Prefect / Dask interaction tracking issue #208

sharkinsspatial · 2021-09-21T17:25:21Z

These ongoing issues have been discussed in several disparate threads pangeo-forge/pangeo-forge-azure-bakery#10 and pangeo-forge/gpm-imerge-hhr-feedstock#1 as well as others and several ongoing threads on the Prefect Slack channels but I am opening this issue to centralize tracking of these problems and improve visibility for the pangeo-forge team. To summarize, there appears to be an underlying issue with the Prefect DaskExecutor https://github.com/PrefectHQ/prefect/blob/master/src/prefect/executors/dask.py which causes Prefect tasks to consume a large amount of memory after serialization and submission causing Dask scheduler OOM issues. To provide a basic example

from prefect import Flow, task
from time import sleep

    @task
    def map_fn(x):
        sleep(0.25)
    task_range = list(range(1, 400000))
    with Flow('map_testing') as flow:
        map_fn.map(task_range)

Results in the scheduler pod (which is configured with 10GB of memory) being killed almost instantly with an OOM error. Additionally we see worker unmanaged memory growing rapidly. As shown in the image above, unmanaged memory has inexplicably grown to 11GB after only 311 tasks have been processed.

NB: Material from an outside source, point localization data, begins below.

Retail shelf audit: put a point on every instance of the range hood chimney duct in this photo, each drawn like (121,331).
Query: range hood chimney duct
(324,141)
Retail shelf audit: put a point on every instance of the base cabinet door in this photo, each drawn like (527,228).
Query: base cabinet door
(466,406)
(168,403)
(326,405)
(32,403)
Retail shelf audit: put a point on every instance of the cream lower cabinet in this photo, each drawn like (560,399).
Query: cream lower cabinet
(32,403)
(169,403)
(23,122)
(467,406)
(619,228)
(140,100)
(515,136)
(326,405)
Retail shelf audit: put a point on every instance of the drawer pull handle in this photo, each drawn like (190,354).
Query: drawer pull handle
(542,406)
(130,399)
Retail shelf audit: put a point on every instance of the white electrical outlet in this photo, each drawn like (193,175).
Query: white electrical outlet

In an attempt to verify that this is a Prefect specific issue and not an underlying issue with rapid Dask task submission, I ran a small experiment to approximate the task submission behavior used by Prefect's DaskExecutor.

from dask_kubernetes import KubeCluster, make_pod_spec
from distributed import Client
from time import sleep
import weakref

futures = weakref.WeakSet()

pod_spec = make_pod_spec(
    image=worker_image,
    memory_limit='4G',
    memory_request='4G',
    cpu_limit=1,
    cpu_request=1,
    env={}
)
cluster = KubeCluster(pod_spec)
cluster.adapt(minimum=4, maximum=10)

client = Client(cluster)


def map_fn(x):
    sleep(0.25)


value_range = list(range(1, 400000))

for value in value_range:
    future = client.submit(map_fn, value)
    futures.add(future)

client.gather(futures)

I did not encounter the memory spikes demonstrated in the equivalent Prefect operation using the DaskExecutor. This operation completed in approx 60s on 4 workers with no memory pressure.

Currently, @kvnkho from the Prefect team is investigating this and has reproduced these issues using their own cluster infrastructure. I will try to post updates here as we get more information around this.

The text was updated successfully, but these errors were encountered:

sharkinsspatial · 2021-09-28T19:18:54Z

@cisaacstern @rabernat I got a message on Slack from @kvnkho that he is hoping to have a PR addressing prepped later this week.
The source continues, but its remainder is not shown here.